News we have heard from the world of court technology.


Court Tech Related Legislative Action

Thanks to Bill Raftery at another of our excellent NCSC blogs, Gavel to Gavel we recently learned:

First, the Michigan House approved a plan to effectively repeal most statutes related to court records retention in favor of letting the judiciary set the rules. HB 4064 as committee amended deletes almost all statutes related to retention of, access to, and destruction of records and mediums in which a record may be produced. It also removes a provision in law prohibiting probate court records, except otherwise provided by law, to be inspected without charge by all interested persons.

Second, the Oklahoma Senate Rules Committee has preliminarily approved a board ban on the use of electronic devices in courtrooms.

And third, Illinois state senate bill SB 1768 states that the Supreme Court would be able to alter certain specified fees related to the appellate court filing fees (705 ILCS 25/3 & 705 ILCS 105/28) with revenues generated going to a Reviewing Court Case Management System Fund. The new fund would be a non-appropriated trust fund held separate and apart from State moneys. The Supreme Court would then be allowed to use the fund for two purposes: electronic filing and electronic case management systems.

Fairfax Virginia Circuit Court Changes Policy on Cellphones in their Courthouse

In contrast to the Oklahoma legislative action mentioned above, from Virginia Lawyers Weekly on March 4, 2013 we learned that the judges in Fairfax Circuit Court have changed their policy on electronic devices to allow use with restrictions.

To download a PDF copy of the court's order click here.

US Federal Courts Report on eJuror System Use

Via press release sent on March 5, 2013

"With three-quarters of all U.S. District Courts now allowing prospective jurors to fill out forms online, the U.S. Courts website has eased user access by creating a national directory of courts participating in the eJuror program.

Seventy-two of the nation's 94 district courts have adopted eJuror, up from 46 in February 2011. The system was introduced in late 2008 to simplify the process for prospective jurors, and to save federal courts money by reducing postage costs and paperwork associated with the jury process.

Under eJuror, potential jurors can avoid the mail system, responding to questionnaire forms and summons online.

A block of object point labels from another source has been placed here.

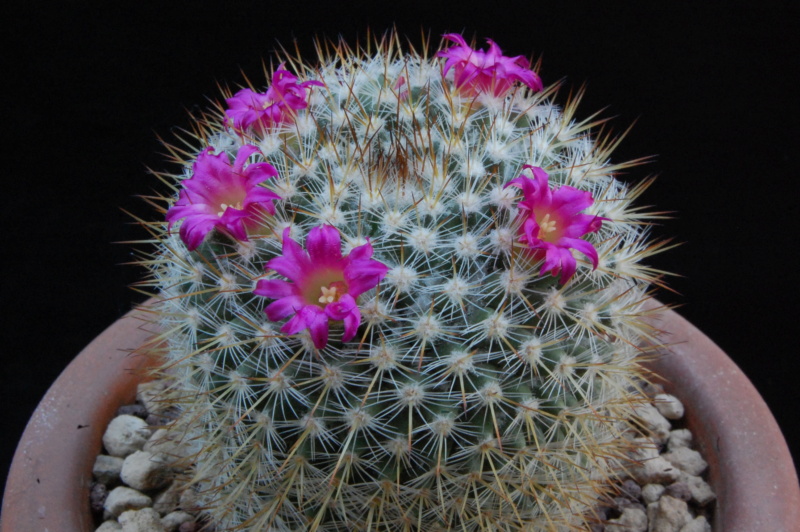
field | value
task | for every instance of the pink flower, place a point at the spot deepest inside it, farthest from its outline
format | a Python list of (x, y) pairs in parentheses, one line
[(477, 72), (324, 284), (552, 224), (223, 196), (277, 106)]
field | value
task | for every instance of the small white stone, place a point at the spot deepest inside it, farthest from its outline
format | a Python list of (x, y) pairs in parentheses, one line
[(668, 514), (650, 468), (656, 471), (106, 469), (123, 498), (687, 460), (109, 526), (190, 501), (125, 434), (173, 520), (631, 520), (698, 524), (144, 471), (168, 444), (144, 520), (679, 438), (669, 406), (652, 492)]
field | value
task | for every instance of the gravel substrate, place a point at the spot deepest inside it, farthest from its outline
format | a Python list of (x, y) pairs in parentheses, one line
[(135, 489)]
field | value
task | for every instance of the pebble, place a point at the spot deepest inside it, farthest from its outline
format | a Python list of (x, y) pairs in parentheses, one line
[(668, 515), (650, 467), (679, 490), (701, 492), (687, 460), (173, 520), (125, 435), (145, 471), (168, 444), (123, 498), (144, 520), (661, 494), (107, 469)]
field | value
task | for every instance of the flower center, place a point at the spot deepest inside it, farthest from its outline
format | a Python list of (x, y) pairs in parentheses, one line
[(224, 206), (332, 292), (546, 225)]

They also can update personal information, check when they need to report for jury service, submit a request to be excused, or to receive a deferral, and select an alternative time to serve. The system can be used from any location, 24 hours a day.

Participating courts usually have an eJuror link prominently placed on their web sites. To increase convenience, a national directory has been added to the U.S. Courts website. Site visitors who click on the Jury Service page can quickly access a national directory of jury information pages for all 94 federal district courts. The directory provides additional links to eJuror pages for the 72 participating courts, which enables prospective jurors to log directly into the system.

Jury candidates may also use the traditional paper process if they choose.

More information about eJuror is available in this video."

Big Data Meets Big Law

In an article in Law Technology News published on December 27, 2012 the question of "Can you win the case" was explored.

The article begins:

"Legal scholars, computer science engineers, and commercial companies are building databases and using algorithms to crunch massive amounts of historical legal data to identify the significant factors that influence particular legal outcomes. 
These experts say that such factors can then be used to predict what will happen in future scenarios. Called quantitative legal prediction, it's basically what happens when the latest technology trend — called "big data" — meets the law. And it just might change how corporate general counsel and BigLaw manage legal matters and costs, how they craft legal arguments, and whether, how, and where they file a lawsuit. 
The trick, however, is getting usable data. So far, finding comprehensive legal data in a form that computers can handle has proven difficult. Unless that problem is solved, the technology may have a more limited impact. Already, though, quantitative legal prediction has started "coming in at the edges of tasks that lawyers do," says Daniel Katz, assistant professor at Michigan State University College of Law. E-discovery, for example, uses algorithms to review reams of documents and predict which are likely to be relevant in a given case."
To read the full article click here.

Keeping Cloud Documents Safe

And last, some of you might have noticed I use "Google Drive" with this blog.  My view is that cloud storage is great when you want to share data with everyone.  But one must be careful if you want to use it to store or share more sensitive information.  If you use Dropbox or other similar services you might want to consider encrypting your files before you store them on these services.

An excellent tutorial on how to do this with Dropbox was posted on the Life Hacker website.  Click here to view the simple instructions on how to do this.

And another article: 5 Ways to Securely Encrypt Your Files In The Cloud also provides some more advice on the topic.

Remember "just because I'm paranoid doesn't mean they're not out to get me".